Por si fuera poco, según el amigo esto no era ningún rumor. Mucha gente lo sabía. Incluso le describe cómo soy, que vivo en Madrid, que ella trabaja en Valencia, y que por eso se permite hacer cosas a escondidas. Y aún peor: habían escuchado que ella veía también a otro ingeniero. Mira, justo con este chico, que para uno es solo un conocido, pero para el amigo es de total confianza. Y ese ingeniero, sabiendo que ella está con alguien, ni se inmuta.
Total, que ahí se da cuenta de que no era un lío de nombres ni un malentendido. Es que Clara llevaba tres relaciones a la vez: la mía, la de ese otro ingeniero sabiendo perfectamente que yo existía, y la de este chico que me llamó, que era el único que no tenía ni idea de nada.

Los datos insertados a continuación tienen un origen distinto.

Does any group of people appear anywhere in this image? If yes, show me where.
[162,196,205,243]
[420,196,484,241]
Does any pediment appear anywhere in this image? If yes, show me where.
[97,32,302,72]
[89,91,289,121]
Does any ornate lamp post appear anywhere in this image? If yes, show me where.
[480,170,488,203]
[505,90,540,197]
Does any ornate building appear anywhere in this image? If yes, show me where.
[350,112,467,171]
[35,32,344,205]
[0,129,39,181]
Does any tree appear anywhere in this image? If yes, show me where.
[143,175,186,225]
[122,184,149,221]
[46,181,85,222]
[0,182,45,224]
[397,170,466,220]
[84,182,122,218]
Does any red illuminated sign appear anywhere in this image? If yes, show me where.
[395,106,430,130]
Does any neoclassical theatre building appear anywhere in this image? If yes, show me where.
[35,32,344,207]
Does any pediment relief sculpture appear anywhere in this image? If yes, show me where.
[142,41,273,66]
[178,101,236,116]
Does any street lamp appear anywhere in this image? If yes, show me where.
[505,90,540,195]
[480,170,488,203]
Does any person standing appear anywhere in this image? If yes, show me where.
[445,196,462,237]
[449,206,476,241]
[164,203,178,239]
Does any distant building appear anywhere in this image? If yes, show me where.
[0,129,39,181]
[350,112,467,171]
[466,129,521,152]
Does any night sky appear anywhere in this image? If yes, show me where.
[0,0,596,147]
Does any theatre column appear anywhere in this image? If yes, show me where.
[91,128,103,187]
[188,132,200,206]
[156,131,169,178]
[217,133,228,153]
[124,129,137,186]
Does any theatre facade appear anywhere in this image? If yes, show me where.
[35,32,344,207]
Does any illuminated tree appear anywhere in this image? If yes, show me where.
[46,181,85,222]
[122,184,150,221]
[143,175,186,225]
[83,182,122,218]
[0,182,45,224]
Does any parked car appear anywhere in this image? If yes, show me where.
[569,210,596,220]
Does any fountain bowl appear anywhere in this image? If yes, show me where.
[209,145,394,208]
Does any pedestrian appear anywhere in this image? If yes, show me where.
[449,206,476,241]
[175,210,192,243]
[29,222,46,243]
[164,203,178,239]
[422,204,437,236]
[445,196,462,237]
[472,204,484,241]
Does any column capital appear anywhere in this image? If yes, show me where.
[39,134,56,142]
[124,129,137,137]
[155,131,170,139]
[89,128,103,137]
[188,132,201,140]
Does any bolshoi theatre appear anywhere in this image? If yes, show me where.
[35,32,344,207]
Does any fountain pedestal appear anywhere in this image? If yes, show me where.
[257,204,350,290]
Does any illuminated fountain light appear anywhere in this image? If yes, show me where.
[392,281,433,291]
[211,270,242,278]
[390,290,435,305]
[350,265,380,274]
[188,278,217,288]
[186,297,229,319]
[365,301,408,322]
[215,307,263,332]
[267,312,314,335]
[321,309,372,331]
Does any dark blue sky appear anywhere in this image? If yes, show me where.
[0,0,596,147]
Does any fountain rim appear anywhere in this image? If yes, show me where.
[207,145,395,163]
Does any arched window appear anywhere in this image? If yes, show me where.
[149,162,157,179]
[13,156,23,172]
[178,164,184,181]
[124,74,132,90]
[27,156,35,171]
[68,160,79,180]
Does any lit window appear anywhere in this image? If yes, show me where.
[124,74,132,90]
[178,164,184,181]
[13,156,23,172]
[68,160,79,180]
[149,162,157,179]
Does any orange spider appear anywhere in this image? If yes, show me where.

El tío me cuenta que cuando lo descubre, decide buscarme porque, así como existe la sororidad, también debería haber solidaridad entre hombres. Y él no quería ser parte de esa historia. Me encontró por redes sociales y prefirió llamarme antes que escribir. Y va y me dice:
Si necesitas pruebas, sólo dímelo y te las mando. Yo no tengo nada que esconder.
Le digo que sí, que por favor me lo envíe. Cuelgo y al cabo de unos minutos me llegan capturas de conversaciones, audios, fotos, quedadas Todo. Lo que me dejó a cuadros es que Clara hablaba con él de la misma manera que lo hacía conmigo. Las mismas frases, los mismos piropos, las mismas promesas vacías. Todo idéntico.
Te juro que tenía un nudo en el pecho, pensé que me iba a dar algo. Yo la quería y ya estaba organizando mi vida por y para ella. Pensaba cambiar de ciudad, pedirle que se casara conmigo, empezar otra vez los dos juntos.
Total, que la llamo y la confronto. No lo niega en ningún momento. Primero intenta quitarle importancia, como si nada. Después se cabrea porque alguien se ha metido donde no le llaman. Luego se pone a llorar. Me dice que está confundida, que no sabe lo que quiere, que no pensó que yo me enteraría así.
Cuelgo.
En ese momento me doy cuenta de algo que siempre cuesta aceptar: no solo hay hombres infieles. Hay mujeres, tías muy listas, que saben mentir perfectamente, llevan varias relaciones a la vez y se manejan en ese juego como si nada.
He perdido una relación, sí. Pero de verdad le doy las gracias a ese tío, que sin conocerme de nada, tuvo la decencia de avisarme. Porque si no, hoy seguramente estaría prometido con alguien que lleva una doble o triple vida y sin el menor remordimiento.